Every bill creates winners and losers. Here's who stands to gain and who bears the cost.

Who Benefits

  • Very low-income families eligible for TANF cash assistance: the remedy channels replacement spending explicitly to families below 100% of the federal poverty line, increasing the likelihood that misused dollars will end up as direct cash aid.
  • Federal auditors and program integrity officials: creation of a specialized ACF unit centralizes expertise, data collection, and investigative capacity, improving federal ability to detect intentional misuse.
  • Compliance-oriented subrecipients and State agencies: organizations with strong internal controls will benefit from clearer federal expectations and from reduced reputational risk if intentional misuse by others is detected and addressed.

Who Bears the Cost

  • State TANF agencies: they face expanded reporting and potential new format requirements, plus the financial burden of having to expend matching amounts as directed cash assistance when intentional misuse is found.
  • Subrecipients (counties, nonprofits, contractors): increased federal scrutiny and the prospect that findings against a peer or contractor could lead to state-level reallocations and stricter oversight or contract changes.
  • State budgets and program flexibility: the mandated redirection of funds into cash assistance reduces discretionary TANF funding for other state strategies (work supports, child care, short-term services), potentially forcing trade-offs.

Key Issues

The Core Tension

The central dilemma is between stronger federal enforcement to stop deliberate misuse of TANF funds—which protects program integrity and directs support to the poorest families—and preserving State flexibility over how TANF dollars are spent; the bill tightens oversight and imposes a directed spending remedy that resolves theft in dollar terms but can undermine states’ ability to use TANF for non-cash services they deem effective.

The bill raises several implementation and design questions. First, the statute hinges on identifying "intentional misuse" at the subrecipient level, but it does not define the evidentiary standard, the process for making that determination, or the appeal rights for States or subrecipients.

That creates procedural ambiguity: will HHS use administrative fact-finding, rely on audit findings, or pursue a separate investigative pathway? Second, the funding mechanism—an increase to an amount referenced in section 403(a)(1)(C)—is functionally an authorization to reallocate existing statutory dollars rather than establishing a standalone appropriation line; how Congress actually provides and tracks the $10 million for the Unit in practice will matter for sustainability and oversight.

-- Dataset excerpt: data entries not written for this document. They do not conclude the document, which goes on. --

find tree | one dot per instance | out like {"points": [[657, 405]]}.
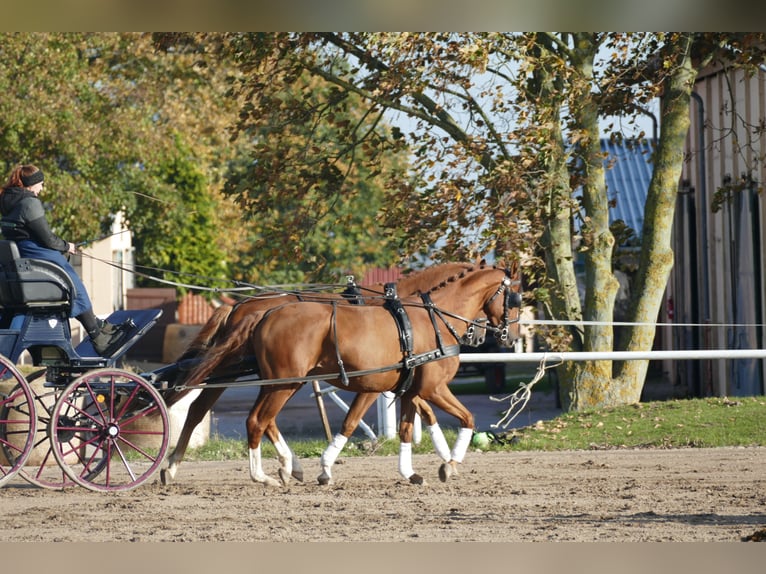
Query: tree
{"points": [[119, 124], [505, 139]]}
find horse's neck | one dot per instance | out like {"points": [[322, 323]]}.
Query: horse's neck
{"points": [[466, 296], [428, 278]]}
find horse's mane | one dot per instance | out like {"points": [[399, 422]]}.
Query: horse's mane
{"points": [[468, 269], [427, 276]]}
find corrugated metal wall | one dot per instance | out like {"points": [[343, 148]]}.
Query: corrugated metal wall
{"points": [[719, 273]]}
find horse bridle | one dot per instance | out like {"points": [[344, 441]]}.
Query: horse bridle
{"points": [[511, 300]]}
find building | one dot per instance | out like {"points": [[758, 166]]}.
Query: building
{"points": [[718, 278]]}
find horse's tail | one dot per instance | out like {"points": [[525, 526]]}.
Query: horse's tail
{"points": [[209, 333], [225, 351]]}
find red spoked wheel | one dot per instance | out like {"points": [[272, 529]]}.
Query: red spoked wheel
{"points": [[18, 422], [41, 468], [109, 430]]}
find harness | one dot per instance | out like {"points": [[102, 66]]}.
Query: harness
{"points": [[394, 305]]}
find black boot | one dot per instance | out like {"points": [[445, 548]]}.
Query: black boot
{"points": [[109, 337]]}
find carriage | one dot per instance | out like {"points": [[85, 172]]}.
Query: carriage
{"points": [[80, 418]]}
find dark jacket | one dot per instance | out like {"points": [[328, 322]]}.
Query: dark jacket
{"points": [[23, 217]]}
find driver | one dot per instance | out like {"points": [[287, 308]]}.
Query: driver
{"points": [[23, 221]]}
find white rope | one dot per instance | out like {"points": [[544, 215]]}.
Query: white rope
{"points": [[578, 323], [521, 396]]}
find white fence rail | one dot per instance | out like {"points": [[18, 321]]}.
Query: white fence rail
{"points": [[386, 411]]}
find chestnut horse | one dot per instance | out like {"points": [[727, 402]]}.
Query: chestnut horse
{"points": [[314, 339], [226, 318]]}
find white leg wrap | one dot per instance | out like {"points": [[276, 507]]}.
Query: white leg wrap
{"points": [[285, 454], [332, 451], [461, 444], [256, 469], [440, 443], [405, 459]]}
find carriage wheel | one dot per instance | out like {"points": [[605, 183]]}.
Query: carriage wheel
{"points": [[109, 430], [18, 423], [41, 468]]}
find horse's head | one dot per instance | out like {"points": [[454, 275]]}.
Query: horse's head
{"points": [[503, 309]]}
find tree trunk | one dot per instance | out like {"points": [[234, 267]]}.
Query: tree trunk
{"points": [[656, 254]]}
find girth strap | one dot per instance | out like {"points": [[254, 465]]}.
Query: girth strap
{"points": [[403, 325], [341, 368]]}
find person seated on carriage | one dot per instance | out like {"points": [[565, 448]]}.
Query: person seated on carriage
{"points": [[24, 221]]}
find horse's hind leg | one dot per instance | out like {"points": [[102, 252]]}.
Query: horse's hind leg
{"points": [[261, 418], [197, 411], [445, 400], [290, 465], [359, 406], [407, 418]]}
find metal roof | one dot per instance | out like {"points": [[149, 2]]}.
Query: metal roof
{"points": [[628, 181]]}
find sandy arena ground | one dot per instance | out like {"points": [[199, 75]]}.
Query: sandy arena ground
{"points": [[618, 496]]}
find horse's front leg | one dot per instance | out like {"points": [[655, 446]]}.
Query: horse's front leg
{"points": [[445, 400], [261, 419], [359, 406], [256, 468], [405, 441], [289, 465]]}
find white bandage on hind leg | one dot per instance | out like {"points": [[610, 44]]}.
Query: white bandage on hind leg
{"points": [[461, 444], [405, 459], [440, 443], [333, 450], [283, 450]]}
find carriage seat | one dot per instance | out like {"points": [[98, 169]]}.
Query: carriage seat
{"points": [[30, 284]]}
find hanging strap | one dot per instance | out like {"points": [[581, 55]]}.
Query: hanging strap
{"points": [[341, 368]]}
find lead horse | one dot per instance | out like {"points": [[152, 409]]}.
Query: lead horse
{"points": [[226, 319], [358, 348]]}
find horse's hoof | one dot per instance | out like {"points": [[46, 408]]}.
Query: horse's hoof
{"points": [[446, 470], [324, 479], [416, 479]]}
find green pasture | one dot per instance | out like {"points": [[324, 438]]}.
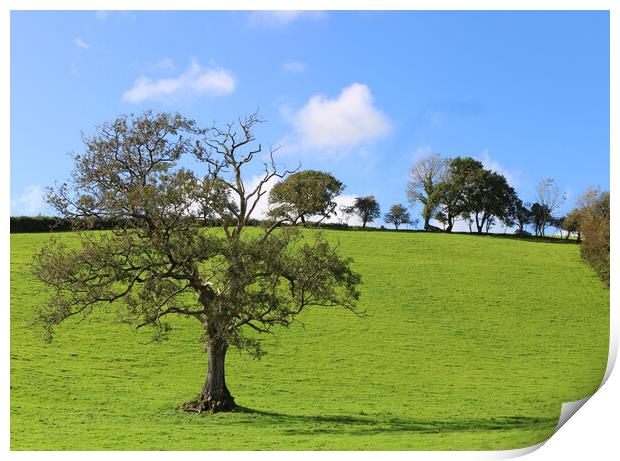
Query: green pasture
{"points": [[469, 343]]}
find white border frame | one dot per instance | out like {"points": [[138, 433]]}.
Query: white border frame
{"points": [[592, 433]]}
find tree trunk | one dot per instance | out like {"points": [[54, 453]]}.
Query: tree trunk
{"points": [[215, 396]]}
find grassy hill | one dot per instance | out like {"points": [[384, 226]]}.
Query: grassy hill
{"points": [[470, 342]]}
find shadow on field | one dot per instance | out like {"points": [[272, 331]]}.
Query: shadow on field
{"points": [[354, 425]]}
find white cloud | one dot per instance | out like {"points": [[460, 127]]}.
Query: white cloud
{"points": [[195, 81], [345, 122], [80, 43], [435, 118], [280, 18], [164, 64], [294, 67], [30, 202], [493, 165]]}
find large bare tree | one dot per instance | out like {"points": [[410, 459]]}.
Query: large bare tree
{"points": [[161, 261]]}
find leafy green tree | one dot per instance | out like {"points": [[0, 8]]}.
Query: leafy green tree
{"points": [[594, 222], [471, 189], [367, 208], [424, 178], [305, 194], [541, 216], [549, 198], [398, 215], [454, 189], [522, 216], [161, 261]]}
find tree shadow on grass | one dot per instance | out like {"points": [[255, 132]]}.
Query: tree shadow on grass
{"points": [[366, 425]]}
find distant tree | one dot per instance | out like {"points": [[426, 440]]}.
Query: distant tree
{"points": [[398, 215], [442, 219], [572, 223], [550, 198], [558, 223], [522, 216], [159, 261], [594, 222], [305, 194], [471, 190], [424, 177], [466, 216], [367, 208], [541, 216]]}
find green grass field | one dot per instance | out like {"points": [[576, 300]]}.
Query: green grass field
{"points": [[470, 343]]}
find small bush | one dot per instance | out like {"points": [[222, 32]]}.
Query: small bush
{"points": [[595, 229]]}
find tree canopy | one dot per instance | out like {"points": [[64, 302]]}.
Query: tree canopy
{"points": [[161, 261], [398, 215], [367, 208], [424, 178]]}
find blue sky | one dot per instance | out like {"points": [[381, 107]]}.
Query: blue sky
{"points": [[525, 92]]}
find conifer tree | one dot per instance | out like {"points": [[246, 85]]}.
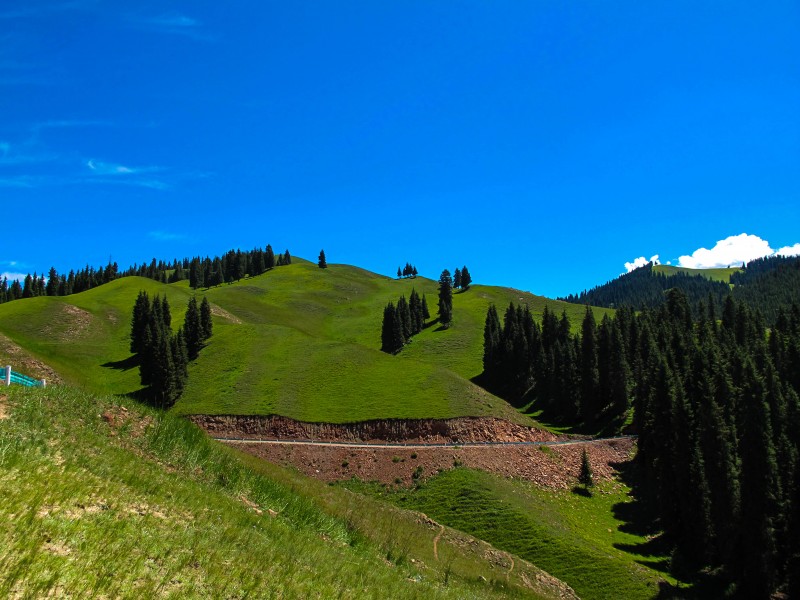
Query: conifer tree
{"points": [[466, 278], [491, 344], [139, 321], [206, 325], [586, 476], [404, 314], [193, 329], [589, 371], [269, 257], [445, 299]]}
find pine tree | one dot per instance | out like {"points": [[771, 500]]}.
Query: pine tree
{"points": [[193, 329], [491, 344], [139, 321], [269, 257], [206, 325], [466, 278], [445, 299], [586, 476], [387, 333], [589, 370], [404, 313]]}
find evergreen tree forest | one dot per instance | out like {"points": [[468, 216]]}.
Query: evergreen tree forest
{"points": [[714, 401], [461, 278], [407, 271], [766, 284], [403, 321], [445, 299], [164, 356], [201, 272], [645, 288]]}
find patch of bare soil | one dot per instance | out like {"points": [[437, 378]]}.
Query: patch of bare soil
{"points": [[421, 431], [557, 467], [219, 312], [550, 466], [72, 323], [119, 416], [22, 362]]}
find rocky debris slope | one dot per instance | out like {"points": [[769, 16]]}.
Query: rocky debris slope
{"points": [[460, 430]]}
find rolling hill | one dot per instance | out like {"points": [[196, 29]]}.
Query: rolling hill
{"points": [[103, 497], [297, 341]]}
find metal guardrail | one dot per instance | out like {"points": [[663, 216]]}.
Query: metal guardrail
{"points": [[10, 376]]}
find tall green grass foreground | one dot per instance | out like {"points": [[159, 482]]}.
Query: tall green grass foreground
{"points": [[102, 498]]}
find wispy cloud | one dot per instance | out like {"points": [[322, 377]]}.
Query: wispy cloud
{"points": [[20, 181], [734, 250], [175, 24], [116, 173], [33, 10], [640, 262], [166, 236]]}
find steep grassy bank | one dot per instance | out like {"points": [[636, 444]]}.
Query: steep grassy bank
{"points": [[297, 341], [581, 540], [104, 498]]}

Third, directing States to expend amounts equal to misused funds as direct cash assistance prioritizes cash transfers but can upend state programmatic strategies, since TANF is intentionally flexible to allow non-cash services. Forced reallocation may reduce investment in long-term supports that states view as more effective for some populations.

Operational capacity is another tension. States and subrecipients will face new reporting burdens—transaction-level reporting, contract transparency, and prompt remediation requirements—that could strain already-limited administrative staffs, especially in smaller jurisdictions.

Likewise, ACF will have to stand up investigative, data-analytics, and enforcement infrastructure quickly; the bill’s two-year rulemaking window and the phased effective date give time but not clarity on interim enforcement authority. Finally, there is a risk of perverse incentives: States anticipating the possibility of required cash replacements may divert funds preemptively to compliance activities or reduce innovation to avoid findings, which could blunt TANF’s flexibility-driven policy experiments.